After OpenAI released its model o1 preview version in September this year, we saw that the popularity around CoT has increased.
No one knows exactly how o1 works (except OpenAI), whether it is a combinatorial system, what data it uses for fine-tuning, whether reinforcement learning is used, or whether there are several models working together.
Perhaps one model is responsible for planning, the other is responsible for thinking, and the third is responsible for evaluation. But we know they are taking some kind of step-by-step reasoning approach.
A lot of public research has been done around this issue, and you may need to delve into it. So in this post I will cover the existing methods so that you know which methods you can use. Of course, I'll test different technologies to see if we can make any real improvements.
Then, if you are keen on doing some technical work, I will help you build a system that looks at the internal confidence level of the model to generate answers.
In the past two years, many papers have been published and I have collected many of them that I have found here.
You will see the reasoning techniques they discuss in the picture below.
Most of the work comes directly from DeepMind or Princeton University. Thanks to them for opening up so much work.
The word CoT comes from DeepMind's 2022 paper, using it only in prompts, the latest paper explores thinking twice with Monte Carlo searches and CoT without prompts.
In this article, we will introduce simple chain thinking (CoT), CoT chaining, greedy decoding, CoT-SC, decoding CoT, and thinking twice (ToT) with Monte Carlo tree search.
We will also use our own set of data to understand the improvements we can make when using these inference techniques.
To understand how to improve the results of large language models, we first need to establish some kind of benchmark score.
When introducing a model, it usually comes with evaluation metrics. There are some popular indicators, such as MMLU (language comprehension), BigBench (inference), HellaSwag (common sense reasoning), and so on.
However, you should know that some of these datasets are outdated and may be a little contaminated.
Hugging Face launched a new LLM ranking in December, which is evaluated based on newer datasets, and you can clearly see that most models have much lower scores than the original dataset .
It is worth doing some research here to understand how you should consider model evaluation and what reasons you and your organization should evaluate. Having an internal private dataset for testing may not be the worst idea.
But anyway, I extracted about 350 questions from various datasets and some popular questions I found online to evaluate up to 11 different models.
I also need to understand what the answers generated by these datasets and large language models look like.
So I built my own script to loop through these questions and then evaluated the large language model using 0 or 1 of each question.
You can call me a perfectionist. You can see what I found below.
What does this tell us?

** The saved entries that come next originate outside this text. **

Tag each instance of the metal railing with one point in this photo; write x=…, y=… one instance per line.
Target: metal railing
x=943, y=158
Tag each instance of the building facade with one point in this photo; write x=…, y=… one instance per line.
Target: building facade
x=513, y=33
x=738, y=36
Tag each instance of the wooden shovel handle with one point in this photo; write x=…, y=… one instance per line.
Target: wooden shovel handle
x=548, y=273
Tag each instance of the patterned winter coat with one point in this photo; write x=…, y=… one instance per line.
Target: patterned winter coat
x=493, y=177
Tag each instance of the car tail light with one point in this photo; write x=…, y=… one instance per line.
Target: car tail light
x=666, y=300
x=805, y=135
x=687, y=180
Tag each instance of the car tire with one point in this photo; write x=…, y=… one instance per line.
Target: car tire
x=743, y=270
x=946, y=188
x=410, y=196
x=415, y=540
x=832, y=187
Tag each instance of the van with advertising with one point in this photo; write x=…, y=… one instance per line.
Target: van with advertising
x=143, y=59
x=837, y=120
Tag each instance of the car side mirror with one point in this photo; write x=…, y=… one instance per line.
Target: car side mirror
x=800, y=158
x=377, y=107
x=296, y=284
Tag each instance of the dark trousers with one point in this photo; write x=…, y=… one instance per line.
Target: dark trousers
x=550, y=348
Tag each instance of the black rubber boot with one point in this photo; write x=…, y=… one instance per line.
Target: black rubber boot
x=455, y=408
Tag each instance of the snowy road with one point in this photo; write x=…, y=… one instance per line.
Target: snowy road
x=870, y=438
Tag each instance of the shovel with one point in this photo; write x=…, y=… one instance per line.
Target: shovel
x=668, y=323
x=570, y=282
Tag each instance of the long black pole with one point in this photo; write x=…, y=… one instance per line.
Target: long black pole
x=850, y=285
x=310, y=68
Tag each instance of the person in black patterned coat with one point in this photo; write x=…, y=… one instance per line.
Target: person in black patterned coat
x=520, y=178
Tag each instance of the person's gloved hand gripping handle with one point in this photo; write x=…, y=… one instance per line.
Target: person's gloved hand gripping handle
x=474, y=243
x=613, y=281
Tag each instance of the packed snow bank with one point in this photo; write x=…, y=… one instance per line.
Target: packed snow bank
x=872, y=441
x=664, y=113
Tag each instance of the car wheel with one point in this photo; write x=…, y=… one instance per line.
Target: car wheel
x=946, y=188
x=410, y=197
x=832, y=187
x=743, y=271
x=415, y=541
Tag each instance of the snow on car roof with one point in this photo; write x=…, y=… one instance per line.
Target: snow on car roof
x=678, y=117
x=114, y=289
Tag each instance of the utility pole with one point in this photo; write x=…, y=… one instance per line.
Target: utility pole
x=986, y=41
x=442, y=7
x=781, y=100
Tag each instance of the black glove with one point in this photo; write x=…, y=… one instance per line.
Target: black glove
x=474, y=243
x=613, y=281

Well, not much.
I used questions from Big Bench, MMLU, Putnam, and popular questions like "How many r are there in strawberries", but we can't know if these issues have been tainted by them. Furthermore, this is a fairly small dataset.
However, we can clearly see that larger models perform better.

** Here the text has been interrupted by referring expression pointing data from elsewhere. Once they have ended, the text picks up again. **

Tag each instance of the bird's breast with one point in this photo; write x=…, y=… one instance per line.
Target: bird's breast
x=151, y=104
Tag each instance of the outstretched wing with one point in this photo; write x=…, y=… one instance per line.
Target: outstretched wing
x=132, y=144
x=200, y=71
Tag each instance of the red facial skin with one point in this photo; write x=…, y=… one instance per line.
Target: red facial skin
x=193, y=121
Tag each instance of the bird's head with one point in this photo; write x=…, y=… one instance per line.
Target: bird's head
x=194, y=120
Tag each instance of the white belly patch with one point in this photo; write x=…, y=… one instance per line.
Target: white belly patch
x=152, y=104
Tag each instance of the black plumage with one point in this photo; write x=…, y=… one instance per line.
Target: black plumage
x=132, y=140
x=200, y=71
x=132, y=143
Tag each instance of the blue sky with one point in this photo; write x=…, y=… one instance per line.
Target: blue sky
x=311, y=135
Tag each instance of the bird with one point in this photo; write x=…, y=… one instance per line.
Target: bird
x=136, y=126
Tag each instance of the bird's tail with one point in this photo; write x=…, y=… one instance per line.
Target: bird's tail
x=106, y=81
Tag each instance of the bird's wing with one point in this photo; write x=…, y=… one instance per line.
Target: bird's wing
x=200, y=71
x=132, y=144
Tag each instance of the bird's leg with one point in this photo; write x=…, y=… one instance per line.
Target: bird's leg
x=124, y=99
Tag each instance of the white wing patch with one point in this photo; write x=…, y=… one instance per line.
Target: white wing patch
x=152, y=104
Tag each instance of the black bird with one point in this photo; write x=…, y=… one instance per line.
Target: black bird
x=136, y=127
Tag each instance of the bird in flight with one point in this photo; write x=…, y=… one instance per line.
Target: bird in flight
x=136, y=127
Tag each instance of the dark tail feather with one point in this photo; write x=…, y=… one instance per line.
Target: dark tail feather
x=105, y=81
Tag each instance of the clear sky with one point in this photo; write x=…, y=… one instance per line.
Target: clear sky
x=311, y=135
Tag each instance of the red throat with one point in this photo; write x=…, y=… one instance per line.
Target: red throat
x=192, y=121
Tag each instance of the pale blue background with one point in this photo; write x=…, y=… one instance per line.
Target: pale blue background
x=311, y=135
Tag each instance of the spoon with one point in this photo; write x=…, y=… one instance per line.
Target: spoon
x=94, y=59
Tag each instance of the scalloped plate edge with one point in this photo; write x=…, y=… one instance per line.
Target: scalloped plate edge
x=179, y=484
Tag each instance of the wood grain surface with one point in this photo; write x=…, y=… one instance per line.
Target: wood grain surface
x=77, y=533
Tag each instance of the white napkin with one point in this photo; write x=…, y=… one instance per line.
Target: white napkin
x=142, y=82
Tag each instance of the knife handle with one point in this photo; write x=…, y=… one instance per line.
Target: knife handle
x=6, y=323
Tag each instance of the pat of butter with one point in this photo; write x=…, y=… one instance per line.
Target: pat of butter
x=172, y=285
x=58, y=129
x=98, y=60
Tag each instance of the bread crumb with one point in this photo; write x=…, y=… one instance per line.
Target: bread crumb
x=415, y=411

Interestingly, can we improve these scores by applying methods that make the model reason and “think” before the answer.
Chain Thinking (CoT) Tips were proposed by DeepMind's Brain Team in 2022's paper "Chain Thinking Tips in Telling Inference in Large Language Models."
The idea of CoT has been around for quite some time.
However, this first paper is a study on how to force the model to reason about problems by activate the inherent reasoning ability of the model by using cue strategies.
At that time, people were just prompting the correct way by asking the model to "thoroughly think", which could be achieved by zero sample (not providing examples) or few sample (providing some examples).
Today, you can do this for various models such as Claude, ChatGPT, or other models by simply adding "Let's think step by step" at the end of the prompt. If you want to try less sample learning, you can provide some examples in the prompts.
DeepMind reports that they can verify that significant improvements in using CoT technology are improved by making the prompts correctly.
Since then, many papers have been built on these technologies, extending to increasingly advanced paths.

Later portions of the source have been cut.